Die Anwohner der Ascherbachstraße in Olching leiden unter dem Lärm vom Bahndamm. Vor Gericht haben sie jetzt einen ersten Erfolg erzielt

Von Andreas Ostermeier

Güterzüge verursachen viel Lärm. Erst recht, wenn sie in kaum 20 Meter Entfernung und auf einem Damm erhöht vor den Fenstern eines Hauses vorbeifahren. Die Güterverkehrsstrecke, die zwischen Olching und Gröbenzell verläuft, ist so ein Lärmbringer. Auf Gröbenzeller Seite ist es für die Anlieger ruhiger geworden, denn zwischen Bahndamm und ihren Häusern steht eine Lärmschutzwand. Den Anwohnern der Ascherbachstraße auf Olchinger Seite fehlt dagegen so ein Lärmschutz. Das will sich das Ehepaar Anna und Udo Wagle nicht länger gefallen lassen. Vor dem Landgericht München II haben die beiden Olchinger jetzt einen ersten Erfolg erzielt. Das Gericht beauftragt einen Gutachter, den Lärm, dem die Wagles und ihre Nachbarn ausgesetzt sind, zu messen.

Bei so manchem Güterzug, der vorbeifahre, könne er den Ton des Fernsehers nicht mehr hören, erzählt Udo Wagle. Auch nachts werden die Eheleute im Schaf gestört - nicht nur durch Züge, sondern auch durch Arbeiten an den Gleisen. Erst kürzlich sei neuer Schotter auf die Strecke gekommen. "Da stand ich senkrecht im Bett", sagt Wagle.

Rechtsanwalt Ewald Zachmann, der die Eheleute vor Gericht vertritt, bezeichnet die Lärmbelästigung seiner Mandanten als "unerträglich". Und seit die Bahn den Bewuchs des Dammes gegenüber des Grundstücks abholzen ließ, sei es noch schlimmer geworden. Jetzt hören die Wagles nicht nur die von München kommenden Güterzüge, sondern auch die auf dem Gegengleis rollenden Waggons. Denn die Bäume, die früher zwischen den beiden Gleissträngen standen, sind entfernt worden. Dicke hohe Bäume waren das laut Wagle, die einen Teil des Lärms abgehalten hätten. Dazu kommt die Schallwand auf Gröbenzeller Seite.

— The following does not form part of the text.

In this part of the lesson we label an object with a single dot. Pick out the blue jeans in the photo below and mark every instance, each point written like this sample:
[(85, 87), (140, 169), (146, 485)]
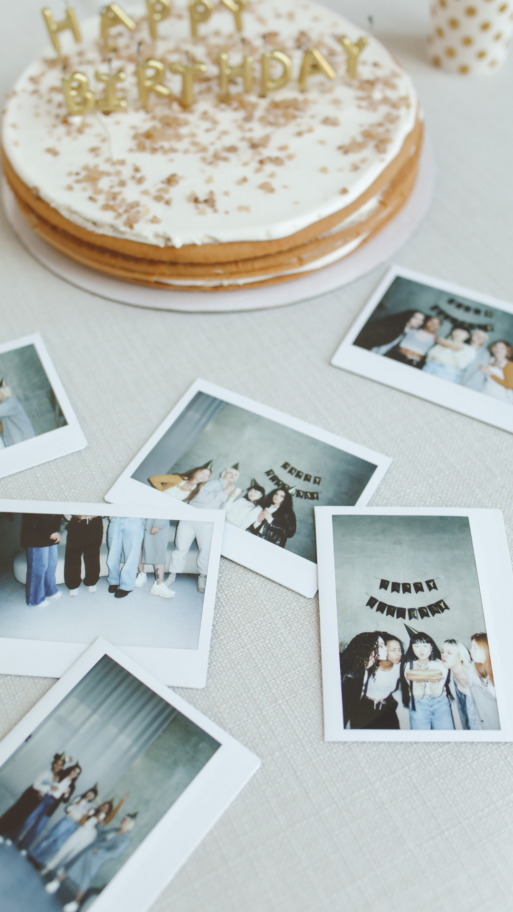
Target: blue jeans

Wagle bezweifelt die Aussage der Bahn, die Wand schlucke sämtlichen Schall, so dass nichts davon auf die Gegenseite reflektiert werde.

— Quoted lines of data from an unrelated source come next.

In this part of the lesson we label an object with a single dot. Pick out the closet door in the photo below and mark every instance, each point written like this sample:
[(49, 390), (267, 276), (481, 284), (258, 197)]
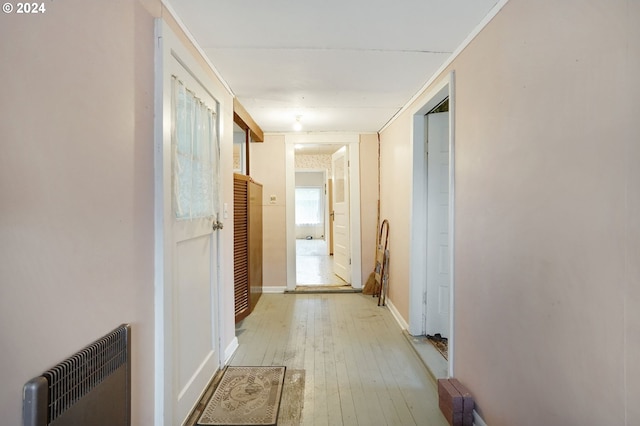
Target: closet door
[(241, 245), (255, 242)]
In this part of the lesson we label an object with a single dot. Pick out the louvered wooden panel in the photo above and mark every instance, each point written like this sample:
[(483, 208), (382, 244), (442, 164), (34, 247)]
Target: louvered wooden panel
[(241, 246)]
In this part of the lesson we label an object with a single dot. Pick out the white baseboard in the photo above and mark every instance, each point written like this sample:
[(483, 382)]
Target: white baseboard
[(477, 420), (272, 290), (230, 350), (401, 322)]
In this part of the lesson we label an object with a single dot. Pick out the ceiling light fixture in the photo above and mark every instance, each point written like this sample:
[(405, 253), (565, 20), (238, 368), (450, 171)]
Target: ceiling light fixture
[(297, 126)]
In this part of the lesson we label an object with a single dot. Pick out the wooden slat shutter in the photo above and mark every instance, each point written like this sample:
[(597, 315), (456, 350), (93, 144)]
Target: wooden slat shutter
[(241, 246)]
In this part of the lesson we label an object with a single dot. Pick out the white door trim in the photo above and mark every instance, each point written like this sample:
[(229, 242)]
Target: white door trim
[(353, 140), (418, 275), (168, 47)]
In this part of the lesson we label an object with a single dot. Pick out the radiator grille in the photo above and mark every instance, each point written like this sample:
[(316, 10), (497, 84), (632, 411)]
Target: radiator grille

Der Anwohner hat auch schon private Lärmmessungen unternommen. Vor Gericht werden diese allerdings nicht anerkannt. Rechtsanwalt Zachmann zeigt sich aber zuversichtlich, dass auch der Gutachter feststellen wird, dass die Anlieger der Bahnstrecke erheblichen Lärm zu ertragen haben, zumal die Strecke zunehmend mehr befahren werde. Seit etwa 25 Jahren wohnen die Wagles an der Ecke Ascherbachstraße/Föhrenweg. Früher sei selten ein Güterzug gefahren, erzählt Wagle. Das hat sich geändert.

Anstatt einer Wand hat die Bahn den Anwohnern auf Olchinger Seite einen passiven Lärmschutz angeboten. Das könnten beispielsweise Schallschutzfenster sein. Bahnsprecher Bernd Honerkamp sagt, eine Schallschutzwand wie auf der Gröbenzeller Seite komme nicht in Frage, da die Zahl der betroffenen Anlieger zu gering sei und sich eine Schutzwand nach Kosten-Nutzen-Berechnungen nicht rentiere. Wagles wollen auf das Angebot der Bahn aber nicht eingehen, weil sie nur ein Fenster pro Stockwerk bekämen und ein Drittel der Kosten auch noch selbst tragen müssten. Udo Wagle bleibt dabei: Er will eine Wand haben, wie sie auch ein Stück weiter zum Schutz der neuen Wohnsiedlung auf dem früheren Mannesmann-Gelände errichtet wird.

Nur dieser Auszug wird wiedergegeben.